Tierschutz in der Nutztierhaltung: kleine Wiederkäuer – 30. Deutscher Tierärztetag in Dortmund

Beim 30. Deutschen Tierärztetag in Dortmund befasste sich ein Arbeitskreis mit dem Thema „Tierschutz in der Nutztierhaltung“ und hier speziell mit den kleinen Wiederkäuern. Dr. Henrik Wagner (JLU Gießen) fasste im Anschluss eine ganze Reihe von Forderungen Schafe, Ziegen und Neuweltkameliden (NWK) betreffend zusammen.

Zuallererst forderten die Tierärzte den Gesetzgeber auf, bürokratische Hürden für die Zulassung von Medikamenten abzubauen und dem Therapienotstand bei den kleinen Wiederkäuern entgegenzuwirken.

Es komme etwa bei Geburten häufig zu gestörten Verläufen, sog. Dystokien. Dann bräuchten Tierärzte eigentlich ein Präparat, das die Gebärmutter zum Erschlaffen bringt, um Lämmer sicher ans Licht der Welt zu bringen. Clenbuterol aber sei nur für Rinder und Pferde zugelassen.

Ein Lamm zu extrahieren ginge meist noch, berichtete Dr. Wagner aus eigener Praxis. Aber bei Neuwelt-Crias, mit ihren sehr langen Hälsen und sehr langen Extremitäten, sei es höchst schwierig Verletzungen bei der Geburtshilfe zu vermeiden.
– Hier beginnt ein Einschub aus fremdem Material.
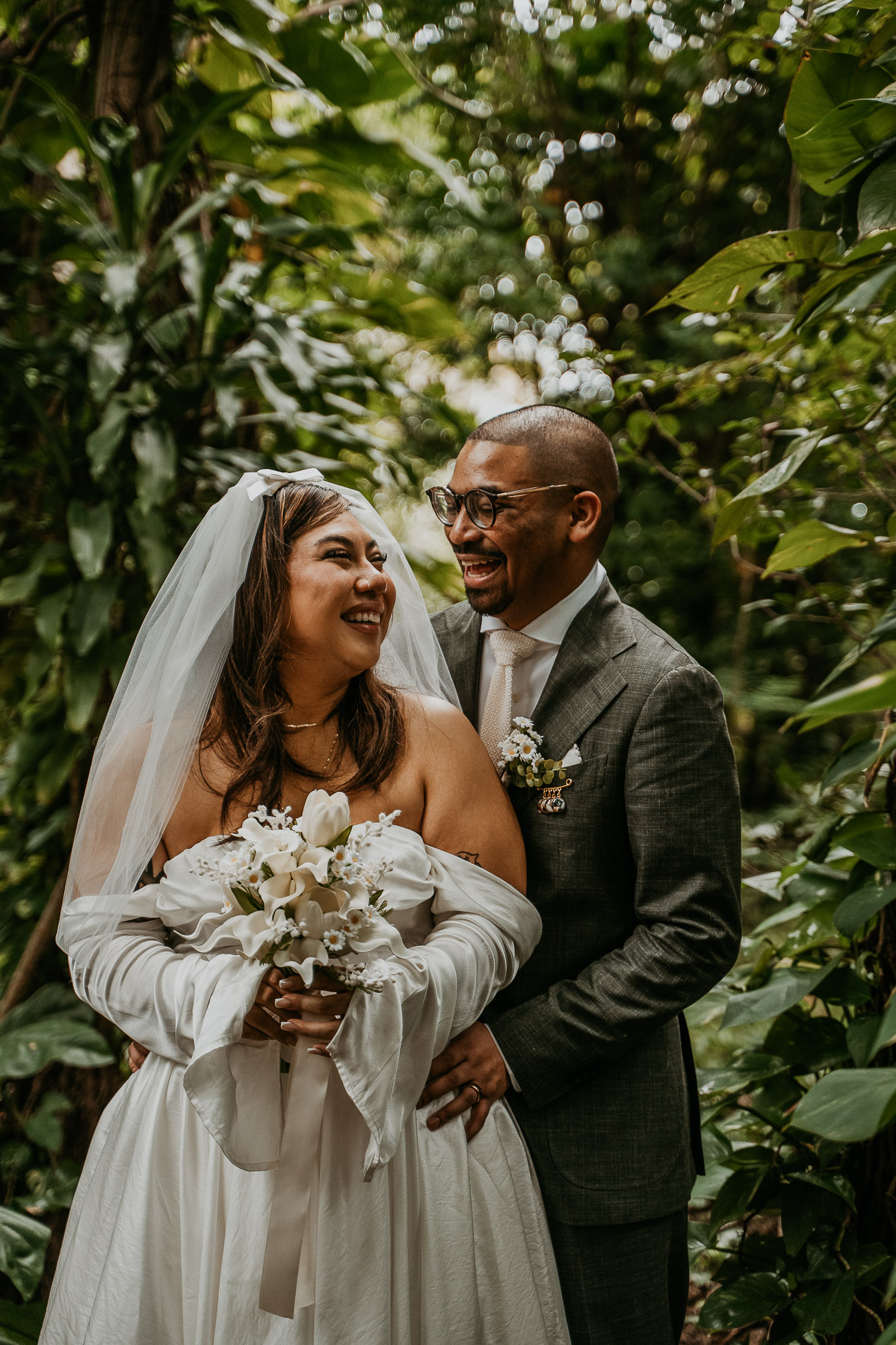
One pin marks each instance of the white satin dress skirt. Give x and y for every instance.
(410, 1237)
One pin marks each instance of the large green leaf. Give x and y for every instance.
(27, 1049)
(810, 542)
(748, 1299)
(875, 693)
(877, 200)
(89, 612)
(825, 81)
(785, 988)
(23, 1249)
(849, 1104)
(89, 536)
(82, 686)
(336, 69)
(20, 1323)
(859, 907)
(882, 634)
(827, 1309)
(43, 1126)
(736, 269)
(734, 514)
(104, 440)
(154, 541)
(857, 758)
(835, 151)
(109, 356)
(156, 454)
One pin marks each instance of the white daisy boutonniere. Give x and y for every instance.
(524, 766)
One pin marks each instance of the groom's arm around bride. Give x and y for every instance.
(637, 879)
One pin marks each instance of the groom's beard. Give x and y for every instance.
(498, 595)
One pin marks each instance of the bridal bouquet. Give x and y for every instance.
(299, 892)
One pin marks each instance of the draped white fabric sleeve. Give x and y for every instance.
(185, 1007)
(190, 1008)
(485, 931)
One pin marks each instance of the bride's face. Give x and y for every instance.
(341, 598)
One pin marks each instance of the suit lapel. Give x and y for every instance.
(584, 678)
(463, 657)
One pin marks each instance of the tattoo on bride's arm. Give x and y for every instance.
(148, 877)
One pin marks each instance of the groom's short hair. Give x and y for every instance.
(563, 447)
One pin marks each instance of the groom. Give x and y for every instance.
(637, 880)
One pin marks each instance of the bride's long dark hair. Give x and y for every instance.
(244, 726)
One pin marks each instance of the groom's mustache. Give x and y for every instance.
(478, 549)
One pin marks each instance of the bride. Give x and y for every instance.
(230, 1197)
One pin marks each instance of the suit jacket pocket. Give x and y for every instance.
(626, 1125)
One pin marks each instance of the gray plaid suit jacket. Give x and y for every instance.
(638, 887)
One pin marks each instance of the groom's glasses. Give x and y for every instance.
(482, 506)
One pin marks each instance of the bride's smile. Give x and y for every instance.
(341, 599)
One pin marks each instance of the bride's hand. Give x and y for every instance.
(262, 1021)
(318, 998)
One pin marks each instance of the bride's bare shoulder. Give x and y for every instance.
(435, 726)
(198, 811)
(467, 810)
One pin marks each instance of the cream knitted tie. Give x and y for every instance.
(509, 649)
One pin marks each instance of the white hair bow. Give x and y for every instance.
(268, 479)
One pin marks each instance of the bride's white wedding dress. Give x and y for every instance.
(412, 1237)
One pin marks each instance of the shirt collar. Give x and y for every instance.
(552, 625)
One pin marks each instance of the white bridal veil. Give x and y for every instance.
(151, 733)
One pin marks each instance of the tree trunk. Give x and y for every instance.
(134, 60)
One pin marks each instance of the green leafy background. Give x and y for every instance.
(338, 235)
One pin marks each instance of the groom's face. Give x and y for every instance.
(507, 565)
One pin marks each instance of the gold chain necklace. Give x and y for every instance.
(333, 748)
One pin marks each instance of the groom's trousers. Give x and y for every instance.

Ähnliches gelte für NSAIDs (nichtsteroidale Antirheumatika) bei der Schmerzbehandlung. Hier gebe es für die kleinen Wiederkäuer kaum zugelassene Präparate. Deshalb müssten Tierärzte Medikamente, die eigentlich nur für andere Tierarten zugelassen sind, umwidmen.

In solchen Fällen verhielten sich jedoch Tierhalter oft zögerlich, weil dann eine entsprechende Wartezeit einzuhalten sei. Insbesondere
Bio-Tierhalter überlegten oft zweimal, ob sie solche Medikamente anwenden wollen oder nicht, weil sich nach den Richtlinien ihrer Verbände die vorgeschriebenen Wartezeiten verdoppeln.

Auch seien in den letzten Jahren immer wieder gewisse Impfstoffe, etwa gegen Clostridien, gar nicht lieferbar gewesen. Sehe ein Impfplan diese aber in bestimmten Intervallen vor, könne es zu einer „Impflücke“ und damit zu vermeidbaren Verlusten kommen. Und das obwohl es innerhalb der EU andere vergleichbare Impfstoffe gibt, die in Deutschland aber aus gesetzlichen Gründen nicht verwendet werden dürfen.

Des Weiteren fordere die Tierärzteschaft einen Sachkundenachweis, bevor die Haltung von kleinen Wiederkäuern überhaupt aufgenommen wird, sowie verpflichtende jährliche Fortbildungen und dies auch für nicht gewerbsmäßige Haltungen. Auch gebe es gar keine Leitlinien oder Haltungsempfehlungen für Neuweltkameliden. Hier solle schnellstens Abhilfe geschaffen werden.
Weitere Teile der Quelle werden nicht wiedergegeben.